Our love grew so strong and yet I knew he was dying.  He was so very sick. At times he was in so much pain and so distraught at not wanting to die so young, at 49, without having done everything in life he had wanted to. This happens to other people and in the movies, not to me. How will I survive this, watching my friend die right in front of me? Sometimes I would just kneel by the bed, hold his hand and we would both cry. In between tears we would proclaim our love and he would tell me I was his light.

Yom Kippur he apologized to me with his whole heart for anything he had done to hurt me. There had been some difficulty in the history of our relationship. I told him that as soon as I found out how sick he was, I had let go of all that. It didn’t matter anymore. What mattered was now.  But I apologized too. The slate was clean and the connection between us pure and lovely.
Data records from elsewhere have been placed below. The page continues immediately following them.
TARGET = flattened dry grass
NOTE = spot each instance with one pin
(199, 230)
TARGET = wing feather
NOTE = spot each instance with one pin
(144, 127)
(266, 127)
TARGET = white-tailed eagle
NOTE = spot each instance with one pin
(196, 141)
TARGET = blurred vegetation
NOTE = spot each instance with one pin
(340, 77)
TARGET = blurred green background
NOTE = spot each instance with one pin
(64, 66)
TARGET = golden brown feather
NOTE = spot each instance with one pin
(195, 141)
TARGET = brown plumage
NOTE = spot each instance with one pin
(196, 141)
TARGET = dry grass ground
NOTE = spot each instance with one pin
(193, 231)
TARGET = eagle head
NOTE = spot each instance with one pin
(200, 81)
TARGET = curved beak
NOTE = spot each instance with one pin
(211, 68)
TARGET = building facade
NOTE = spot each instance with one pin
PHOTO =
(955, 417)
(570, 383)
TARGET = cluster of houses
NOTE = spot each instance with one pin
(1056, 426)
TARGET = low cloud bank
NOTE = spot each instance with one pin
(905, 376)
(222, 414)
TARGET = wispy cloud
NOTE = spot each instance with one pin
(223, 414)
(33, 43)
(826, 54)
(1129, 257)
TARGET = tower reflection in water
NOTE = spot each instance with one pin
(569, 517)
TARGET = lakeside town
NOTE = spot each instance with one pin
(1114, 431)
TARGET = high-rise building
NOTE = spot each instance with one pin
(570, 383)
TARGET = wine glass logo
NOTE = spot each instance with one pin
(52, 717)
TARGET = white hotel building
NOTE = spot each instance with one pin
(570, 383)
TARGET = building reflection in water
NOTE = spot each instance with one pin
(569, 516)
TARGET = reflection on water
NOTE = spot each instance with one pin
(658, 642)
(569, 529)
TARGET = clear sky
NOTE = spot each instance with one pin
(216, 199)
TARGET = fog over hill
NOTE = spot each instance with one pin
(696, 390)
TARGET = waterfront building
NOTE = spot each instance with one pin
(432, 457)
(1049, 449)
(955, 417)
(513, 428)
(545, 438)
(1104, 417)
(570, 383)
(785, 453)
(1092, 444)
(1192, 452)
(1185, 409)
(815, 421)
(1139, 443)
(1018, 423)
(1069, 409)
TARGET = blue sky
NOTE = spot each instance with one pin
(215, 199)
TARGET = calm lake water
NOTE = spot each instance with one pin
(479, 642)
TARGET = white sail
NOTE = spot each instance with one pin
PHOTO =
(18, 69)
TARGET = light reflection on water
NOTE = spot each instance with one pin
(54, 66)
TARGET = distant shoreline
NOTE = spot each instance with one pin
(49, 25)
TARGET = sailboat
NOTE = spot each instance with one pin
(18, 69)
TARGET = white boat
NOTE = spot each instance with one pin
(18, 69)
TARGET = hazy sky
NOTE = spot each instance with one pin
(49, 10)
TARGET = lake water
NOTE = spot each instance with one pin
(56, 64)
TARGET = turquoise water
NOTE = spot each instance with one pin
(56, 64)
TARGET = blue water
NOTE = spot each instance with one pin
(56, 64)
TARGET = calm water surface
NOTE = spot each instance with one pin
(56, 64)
Friends and family came to visit bringing gifts, prayers and lots of loving affection.  I had no idea how large his extended family was.  One of them laughed after I exclaimed, “Another cousin?”


On the eve of Sukkot I went to stay over with him. He had a very restless night, but his nights were always restless and I didn’t really think it out of the ordinary although his breathing was more labored than usual. The nurses were aware. I thought we were OK.  I had given him lots of hugs and kisses on his bald head that night knowing he was struggling. He woke up at 2:45AM and asked to get up for a little while for some water.  He had a drink and then went back down to sleep. The doctor and nurse woke me up at 5:30AM to tell me he had passed away peacefully in his sleep.  It is exactly one month since my arrival and 3 years to the day of our having met in Jerusalem.

“No, no Sweety you can’t go! Please come back!  I didn’t know you were going to go. I need to say one last thing to you but you’re not here.” I. Am. Shattered.

I panic and run out of the room to the waiting room not knowing what to do. Then I realize, I can’t leave him alone, so I go back and I sit with him until the family arrives. They are shattered too. His sisters and his mom. His mom cries out, “Shema Israel.” He’s really gone.  I’m shocked and devastated. I don’t want him to go yet.

At the apartment, family and friends start to pour in to pay respects to his mom and sisters. I sit rigid, and numb and I cry.  Many family members, friends, neighbors & people I’ve never met, hug me and thank me for taking care of him in his last days.  My Hebrew is terrible but I hear the word angel peppered throughout and they look at me. This makes me cry even more. He’s really gone.  Strangely though, I’m comforted in this big fat Israeli funeral gathering.

We bury him the next day in Jerusalem.  They bring him out into a stark marble room wrapped in a prayer shawl that evokes thousands of years of Jewish Tradition, poignant in its beauty and yet I feel the cold reality of his absence. My grief overwhelms me.

I experience my first Jewish Sitting of Shiva. The wisdom of the way death is handled in Jewish culture is moving and astounding.  Since he died on Sukkot the Sitting of Shiva could not start until the end of that holiday. So a week later the family and friends begin the ritual of Sitting Shiva for one week.  Lovingly adopted as their angel from Canada, I’m included. This helped me with the grieving process immeasurably. Everyone grieves together. After each milestone I would feel a bit worse but then my heart would heal somewhat.  It ends after 30 days with the last viewing of the grave with the gravestone now in place.   His is beautiful, made from Marble and Jerusalem Stone.

Leslie & Isik My Birthday May 9 Jerusalem Overlooking Old City Walls Jaffa Gate

My mother’s wisdom: “Your relationship wasn’t about the beginning part but about the end. The end, when he was going to need you for his journey to heaven.”